Though restrictive, Thai property law permits foreigners to own a 100% interest in land leases. The law states that a foreigner can lease land from a Thai who will maintain ownership of the land after the expiration of the lease. The maximum lease period is 30 years, with the option of renewal.

2. Company Ownership

In the recent years, Thailand’s Department of Land has become strict in inspecting or investigating limited companies for the use of nominees who do not hold a legal interest in the company owning land. This is different from previous years when registered companies with majority foreign ownership could purchase land in Thailand. However, the recent changes are not excessively restrictive for foreigners; foreigners or foreign companies can still secure property in Thai limited companies through legal means.

3. Thai Spouse

A foreigner’s spouse, who is a Thai national, is permitted to purchase property in Thailand under his or her own name. However, the Department of Land requires couples to sign declarations that the funds used in purchasing the property are the Thai spouse’s property. Any claim by the foreign spouse on the property is waived. In this case, prenuptial agreements are often signed by spouses to minimize the risk of loss of property in case of divorce.

4. Investment

Thai law permits foreigners to purchase and own a limited number of properties if they invest 40 million baht for five consecutive years, as long as the property is for residential purposes.

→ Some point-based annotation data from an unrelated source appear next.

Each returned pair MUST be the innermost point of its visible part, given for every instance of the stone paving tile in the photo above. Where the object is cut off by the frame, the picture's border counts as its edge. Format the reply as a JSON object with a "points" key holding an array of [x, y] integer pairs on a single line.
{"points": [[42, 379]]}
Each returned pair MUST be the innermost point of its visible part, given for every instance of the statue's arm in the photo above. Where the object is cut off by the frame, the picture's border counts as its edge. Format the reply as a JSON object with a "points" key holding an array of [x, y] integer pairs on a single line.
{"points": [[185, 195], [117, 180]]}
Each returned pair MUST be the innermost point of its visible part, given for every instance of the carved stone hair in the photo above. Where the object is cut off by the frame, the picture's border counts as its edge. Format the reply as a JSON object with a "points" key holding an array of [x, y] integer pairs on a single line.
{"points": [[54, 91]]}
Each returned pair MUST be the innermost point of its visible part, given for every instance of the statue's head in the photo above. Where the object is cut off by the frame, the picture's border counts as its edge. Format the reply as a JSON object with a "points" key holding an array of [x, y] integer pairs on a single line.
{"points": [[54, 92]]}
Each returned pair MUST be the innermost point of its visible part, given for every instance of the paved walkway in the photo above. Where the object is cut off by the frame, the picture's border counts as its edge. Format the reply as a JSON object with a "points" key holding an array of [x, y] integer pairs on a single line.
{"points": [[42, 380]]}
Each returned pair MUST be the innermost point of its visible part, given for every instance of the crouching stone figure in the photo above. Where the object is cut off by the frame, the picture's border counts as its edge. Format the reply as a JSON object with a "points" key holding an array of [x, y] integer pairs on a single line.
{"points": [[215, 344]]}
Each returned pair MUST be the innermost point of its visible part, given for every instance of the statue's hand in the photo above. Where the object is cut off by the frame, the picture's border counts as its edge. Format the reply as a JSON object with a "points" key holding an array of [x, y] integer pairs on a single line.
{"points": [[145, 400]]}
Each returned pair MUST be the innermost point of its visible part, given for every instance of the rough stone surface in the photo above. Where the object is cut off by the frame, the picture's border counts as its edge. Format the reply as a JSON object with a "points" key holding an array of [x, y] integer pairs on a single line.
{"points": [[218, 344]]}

5. Usufruct Habitation and Superficies

Usufruct is the legal right to use and profit from another person’s property. Foreigners may acquire life term interests in property rights in Thailand. This is similar to a lease, whereby ownership is not transferred. However, it is important to note that Thai law regards the act of nominees purchasing land on behalf of foreigners as illegal. To offer a succinct distillation of the Thai property scene as it pertains to foreigners, foreigners can own, and indeed benefit from the ownership of property in Thailand, so long as they put in the necessary homework required to judiciously navigate relevant Thai property law.